In Matthew 18:3, Jesus told us that “I tell you the truth, unless you change and become like little children, you will never enter the kingdom of heaven.” There is much we learn as parents. We all learn a lot from people like Janet who devote themselves through through education, observation and interaction. From her direct contact and analysis we continue to improve as we grow as parents. As as the world changes so does humanity and the need for constant growth through learning. I believe too however that some things are never understood – but many are accepted nonetheless. A mother, a child, these are both unique in all the world. Fathers are great guys, we need them. But they are not mothers. I can’t reduce that statement logically, but 99.9% of all reasonably intelligent people would agree with that statement. It is something we know, we accept, we can’t label. It is something that just is. These are not issues of chance. They are not serendipitous. They are one of those given truths. Children, as mothers, are uniquely special. When one looks upon new life, they do it with awe on every occasion. There is a sense of miraculousness about the birth of a child, yet it happens numerous times a minute all over the world. But every one is incredible.
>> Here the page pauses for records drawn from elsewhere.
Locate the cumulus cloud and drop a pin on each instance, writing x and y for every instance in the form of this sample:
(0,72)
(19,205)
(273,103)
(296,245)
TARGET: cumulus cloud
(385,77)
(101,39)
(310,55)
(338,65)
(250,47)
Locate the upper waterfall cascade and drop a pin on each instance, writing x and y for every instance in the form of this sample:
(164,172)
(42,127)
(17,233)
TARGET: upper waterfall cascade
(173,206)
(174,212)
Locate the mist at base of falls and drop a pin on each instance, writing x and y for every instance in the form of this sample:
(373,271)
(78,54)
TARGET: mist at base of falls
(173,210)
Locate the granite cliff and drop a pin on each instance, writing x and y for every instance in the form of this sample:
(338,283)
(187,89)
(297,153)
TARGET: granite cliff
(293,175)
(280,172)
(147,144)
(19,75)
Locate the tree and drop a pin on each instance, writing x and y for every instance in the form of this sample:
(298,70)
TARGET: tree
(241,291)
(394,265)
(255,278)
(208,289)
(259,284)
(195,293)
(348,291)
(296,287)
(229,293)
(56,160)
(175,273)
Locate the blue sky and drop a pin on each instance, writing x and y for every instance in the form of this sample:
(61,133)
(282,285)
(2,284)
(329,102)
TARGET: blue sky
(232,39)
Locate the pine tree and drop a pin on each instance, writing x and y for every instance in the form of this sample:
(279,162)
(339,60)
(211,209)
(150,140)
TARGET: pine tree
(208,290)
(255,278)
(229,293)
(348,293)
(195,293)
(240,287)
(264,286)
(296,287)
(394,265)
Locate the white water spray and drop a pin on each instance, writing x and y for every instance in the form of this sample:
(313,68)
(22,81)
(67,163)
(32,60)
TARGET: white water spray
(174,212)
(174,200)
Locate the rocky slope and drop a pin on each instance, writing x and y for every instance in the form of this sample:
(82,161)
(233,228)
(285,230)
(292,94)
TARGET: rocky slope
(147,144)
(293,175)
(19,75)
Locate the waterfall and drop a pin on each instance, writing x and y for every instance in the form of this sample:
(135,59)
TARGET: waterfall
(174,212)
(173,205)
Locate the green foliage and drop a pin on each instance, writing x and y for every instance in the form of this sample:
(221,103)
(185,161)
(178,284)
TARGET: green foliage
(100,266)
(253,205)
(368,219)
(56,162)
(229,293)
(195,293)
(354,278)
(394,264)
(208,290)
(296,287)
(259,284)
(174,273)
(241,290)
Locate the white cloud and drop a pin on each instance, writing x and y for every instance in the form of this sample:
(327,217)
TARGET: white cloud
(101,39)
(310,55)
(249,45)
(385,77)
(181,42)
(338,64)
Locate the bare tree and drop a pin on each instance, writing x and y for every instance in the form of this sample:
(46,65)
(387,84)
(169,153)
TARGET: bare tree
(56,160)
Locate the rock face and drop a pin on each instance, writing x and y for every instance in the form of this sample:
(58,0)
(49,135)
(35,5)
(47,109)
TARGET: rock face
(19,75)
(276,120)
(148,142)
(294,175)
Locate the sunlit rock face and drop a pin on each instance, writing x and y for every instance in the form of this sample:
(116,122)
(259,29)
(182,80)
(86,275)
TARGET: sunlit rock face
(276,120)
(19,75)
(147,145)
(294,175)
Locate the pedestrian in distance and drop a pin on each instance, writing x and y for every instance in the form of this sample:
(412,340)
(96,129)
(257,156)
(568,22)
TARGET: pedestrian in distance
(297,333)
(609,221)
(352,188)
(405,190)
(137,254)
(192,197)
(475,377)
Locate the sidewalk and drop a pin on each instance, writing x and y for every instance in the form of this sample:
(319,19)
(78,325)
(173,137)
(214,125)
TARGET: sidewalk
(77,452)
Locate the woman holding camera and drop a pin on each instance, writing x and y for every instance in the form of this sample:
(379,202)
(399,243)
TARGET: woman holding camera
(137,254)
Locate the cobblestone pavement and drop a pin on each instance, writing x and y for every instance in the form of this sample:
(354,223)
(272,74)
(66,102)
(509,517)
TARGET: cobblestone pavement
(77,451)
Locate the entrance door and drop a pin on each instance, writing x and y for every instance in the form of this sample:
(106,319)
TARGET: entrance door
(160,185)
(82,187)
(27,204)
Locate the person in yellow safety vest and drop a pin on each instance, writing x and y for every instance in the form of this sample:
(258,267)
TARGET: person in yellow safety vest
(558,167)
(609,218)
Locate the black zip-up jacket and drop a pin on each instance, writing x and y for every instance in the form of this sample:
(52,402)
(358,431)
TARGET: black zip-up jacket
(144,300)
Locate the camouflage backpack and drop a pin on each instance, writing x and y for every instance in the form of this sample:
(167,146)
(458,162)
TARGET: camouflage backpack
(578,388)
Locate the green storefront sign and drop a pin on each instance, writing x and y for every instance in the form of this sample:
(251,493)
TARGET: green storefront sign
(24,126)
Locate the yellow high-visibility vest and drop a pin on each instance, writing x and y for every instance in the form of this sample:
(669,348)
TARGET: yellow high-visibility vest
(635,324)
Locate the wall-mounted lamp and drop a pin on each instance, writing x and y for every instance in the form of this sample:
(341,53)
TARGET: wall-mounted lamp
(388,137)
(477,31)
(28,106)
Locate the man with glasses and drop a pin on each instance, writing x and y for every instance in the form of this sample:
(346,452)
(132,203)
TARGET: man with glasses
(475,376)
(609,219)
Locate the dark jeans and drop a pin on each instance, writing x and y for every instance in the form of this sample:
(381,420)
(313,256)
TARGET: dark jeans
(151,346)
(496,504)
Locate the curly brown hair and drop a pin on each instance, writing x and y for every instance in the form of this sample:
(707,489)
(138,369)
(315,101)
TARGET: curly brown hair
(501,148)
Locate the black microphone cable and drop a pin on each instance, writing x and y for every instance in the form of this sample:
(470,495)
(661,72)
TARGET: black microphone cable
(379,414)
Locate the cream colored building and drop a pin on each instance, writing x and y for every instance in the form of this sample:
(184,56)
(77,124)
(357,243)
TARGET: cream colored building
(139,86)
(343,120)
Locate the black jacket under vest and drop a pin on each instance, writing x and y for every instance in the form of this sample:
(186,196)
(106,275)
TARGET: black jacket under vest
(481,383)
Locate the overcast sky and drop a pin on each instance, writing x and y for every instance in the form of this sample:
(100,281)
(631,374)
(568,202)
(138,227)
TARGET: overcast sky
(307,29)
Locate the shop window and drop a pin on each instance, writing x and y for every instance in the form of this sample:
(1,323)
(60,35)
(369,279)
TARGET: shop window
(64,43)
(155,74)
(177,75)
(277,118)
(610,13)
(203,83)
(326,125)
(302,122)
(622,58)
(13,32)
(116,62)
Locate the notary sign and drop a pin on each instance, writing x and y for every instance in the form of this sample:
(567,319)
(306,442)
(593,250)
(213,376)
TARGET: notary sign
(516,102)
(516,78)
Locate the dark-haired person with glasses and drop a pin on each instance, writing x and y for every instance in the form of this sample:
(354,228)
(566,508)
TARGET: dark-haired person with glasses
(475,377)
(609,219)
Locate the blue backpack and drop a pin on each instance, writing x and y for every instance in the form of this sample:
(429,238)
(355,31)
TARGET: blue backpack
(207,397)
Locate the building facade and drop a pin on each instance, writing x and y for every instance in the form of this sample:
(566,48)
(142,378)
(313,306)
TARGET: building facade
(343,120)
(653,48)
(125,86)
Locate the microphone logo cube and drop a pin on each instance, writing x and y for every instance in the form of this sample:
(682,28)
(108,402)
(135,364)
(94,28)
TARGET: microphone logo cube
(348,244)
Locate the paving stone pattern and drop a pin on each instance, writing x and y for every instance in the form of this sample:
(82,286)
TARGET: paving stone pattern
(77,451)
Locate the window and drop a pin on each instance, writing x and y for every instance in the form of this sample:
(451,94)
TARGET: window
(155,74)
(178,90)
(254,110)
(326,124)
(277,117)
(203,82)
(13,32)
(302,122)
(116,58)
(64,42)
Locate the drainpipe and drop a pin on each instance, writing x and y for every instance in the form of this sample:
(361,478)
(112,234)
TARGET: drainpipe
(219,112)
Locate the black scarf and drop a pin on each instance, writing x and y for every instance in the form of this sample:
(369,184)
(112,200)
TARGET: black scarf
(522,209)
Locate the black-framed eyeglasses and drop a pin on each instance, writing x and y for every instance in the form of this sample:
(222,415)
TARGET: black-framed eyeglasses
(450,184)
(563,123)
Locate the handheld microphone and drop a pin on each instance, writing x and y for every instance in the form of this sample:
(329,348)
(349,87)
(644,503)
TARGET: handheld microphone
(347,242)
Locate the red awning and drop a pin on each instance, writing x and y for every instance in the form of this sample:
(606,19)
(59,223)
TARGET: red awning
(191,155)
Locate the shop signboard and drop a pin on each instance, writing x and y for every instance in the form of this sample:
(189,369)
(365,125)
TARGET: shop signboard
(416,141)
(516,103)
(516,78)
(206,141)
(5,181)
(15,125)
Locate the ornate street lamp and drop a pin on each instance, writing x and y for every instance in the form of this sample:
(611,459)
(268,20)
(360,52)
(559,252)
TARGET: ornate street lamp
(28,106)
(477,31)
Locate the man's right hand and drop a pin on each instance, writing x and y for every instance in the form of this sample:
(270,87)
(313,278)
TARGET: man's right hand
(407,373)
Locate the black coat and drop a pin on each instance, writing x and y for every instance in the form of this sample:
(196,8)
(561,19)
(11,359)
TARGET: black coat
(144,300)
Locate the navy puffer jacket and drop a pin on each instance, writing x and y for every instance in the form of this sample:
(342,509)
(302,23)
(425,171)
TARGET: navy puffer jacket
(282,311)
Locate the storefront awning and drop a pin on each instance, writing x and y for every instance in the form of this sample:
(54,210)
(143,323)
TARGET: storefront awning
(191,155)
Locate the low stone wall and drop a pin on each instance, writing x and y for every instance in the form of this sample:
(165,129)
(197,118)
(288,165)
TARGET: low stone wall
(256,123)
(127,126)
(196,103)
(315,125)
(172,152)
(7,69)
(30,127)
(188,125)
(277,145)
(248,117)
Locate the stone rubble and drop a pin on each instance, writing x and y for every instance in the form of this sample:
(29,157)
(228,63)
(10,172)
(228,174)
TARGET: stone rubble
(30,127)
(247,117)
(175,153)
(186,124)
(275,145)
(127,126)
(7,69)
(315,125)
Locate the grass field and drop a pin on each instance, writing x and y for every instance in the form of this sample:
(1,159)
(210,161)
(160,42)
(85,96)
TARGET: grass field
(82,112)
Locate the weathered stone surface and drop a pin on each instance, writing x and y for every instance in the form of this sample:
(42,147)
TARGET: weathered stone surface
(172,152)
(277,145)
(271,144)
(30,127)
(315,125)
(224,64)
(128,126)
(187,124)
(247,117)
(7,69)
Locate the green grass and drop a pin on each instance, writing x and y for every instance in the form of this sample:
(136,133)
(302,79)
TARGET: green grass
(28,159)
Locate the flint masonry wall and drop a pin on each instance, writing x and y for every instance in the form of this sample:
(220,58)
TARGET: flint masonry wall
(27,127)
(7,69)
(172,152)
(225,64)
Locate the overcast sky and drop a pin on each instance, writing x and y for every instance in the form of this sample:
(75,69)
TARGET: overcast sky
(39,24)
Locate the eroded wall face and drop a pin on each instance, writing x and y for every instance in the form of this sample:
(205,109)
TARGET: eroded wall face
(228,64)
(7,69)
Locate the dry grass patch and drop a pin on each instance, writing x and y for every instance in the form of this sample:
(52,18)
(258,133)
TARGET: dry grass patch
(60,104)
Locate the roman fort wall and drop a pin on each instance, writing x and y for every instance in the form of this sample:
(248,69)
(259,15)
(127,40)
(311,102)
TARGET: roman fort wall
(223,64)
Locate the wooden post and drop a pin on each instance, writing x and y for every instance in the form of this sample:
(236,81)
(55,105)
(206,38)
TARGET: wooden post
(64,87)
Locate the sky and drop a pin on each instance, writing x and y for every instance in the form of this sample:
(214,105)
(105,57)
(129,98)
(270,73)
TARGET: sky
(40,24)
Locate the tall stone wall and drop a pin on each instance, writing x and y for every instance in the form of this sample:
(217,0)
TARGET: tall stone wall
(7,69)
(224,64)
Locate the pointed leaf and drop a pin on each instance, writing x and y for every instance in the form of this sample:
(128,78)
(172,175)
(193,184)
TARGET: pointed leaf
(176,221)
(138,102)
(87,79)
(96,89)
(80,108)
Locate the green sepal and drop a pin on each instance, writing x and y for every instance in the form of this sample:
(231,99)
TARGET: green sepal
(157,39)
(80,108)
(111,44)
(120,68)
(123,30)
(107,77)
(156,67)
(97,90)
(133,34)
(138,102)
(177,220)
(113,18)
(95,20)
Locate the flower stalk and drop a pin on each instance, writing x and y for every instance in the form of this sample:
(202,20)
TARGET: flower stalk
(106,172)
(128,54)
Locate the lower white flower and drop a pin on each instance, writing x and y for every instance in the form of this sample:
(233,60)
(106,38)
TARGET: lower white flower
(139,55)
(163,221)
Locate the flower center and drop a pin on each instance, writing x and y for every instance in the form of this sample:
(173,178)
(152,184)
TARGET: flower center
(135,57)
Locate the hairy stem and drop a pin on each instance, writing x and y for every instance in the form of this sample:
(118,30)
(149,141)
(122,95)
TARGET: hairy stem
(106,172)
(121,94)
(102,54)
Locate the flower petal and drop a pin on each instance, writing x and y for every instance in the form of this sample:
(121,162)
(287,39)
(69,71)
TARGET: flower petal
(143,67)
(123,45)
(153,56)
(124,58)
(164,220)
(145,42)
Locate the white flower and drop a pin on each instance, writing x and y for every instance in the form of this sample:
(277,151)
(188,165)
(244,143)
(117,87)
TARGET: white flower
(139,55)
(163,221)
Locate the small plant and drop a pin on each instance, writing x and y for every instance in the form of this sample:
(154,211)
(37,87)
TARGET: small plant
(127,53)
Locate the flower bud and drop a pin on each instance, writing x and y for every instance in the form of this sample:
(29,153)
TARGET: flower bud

So why then do we discount these facts? We can’t explain them that is true, but they are real nonetheless. Why then would we be so arrogant so as to interfere with that which is given from above as if we our self knew better? It is sad that the mother in this story suffered injury while giving birth. It is beautiful that a mother lies still today having given her life, or at least a huge part of it in the process of giving new life. I can’t explain that. But there is more than one way of looking at something. Perhaps those children would one day come to see life so much more special than you or I ever could – because for them, they live at the sacrifice of another. And that other is with them, smiling, and loving them. And never for a moment would her thought be that what was a tragedy. What happened was she gave life and she gave all it took. And she is one to understand the meaning of Matthew 8:13, and she will know the Kingdom of Heaven. Why then would we deny children the company and the love of such a special person? There is another scripture at Matthew 19:14 that says “Let the little children come to me, and do not hinder them, for the kingdom of heaven belongs to such as these.” I believe that Jesus resides with the mother, that she paid dearly for the birth of her children, and how dare anyone keep them from her. Let us be careful which law we choose to put before another.
Wonderful article for discussion Janet. You are awesome!
Janet,
An especially emotional story for me, written with love and care and so much wisdom. You continue to amaze me.
bence
Thank you, Bence, for your wonderful, kind words. I feel honored!
Today is Mother’s Day, and I am missing my mother and your mother so much. My love to your family!
Janet, I followed this story ever since I heard about it on a midwifery site. I completely agree with your analysis: children don’t need to be shielded from the truth — they can handle it. I believe children appreciate all kinds of people, and see them in the most truthful light — before their perception is colored by prejudices or media. I’m so glad this mother is able to see her children (no matter how brief).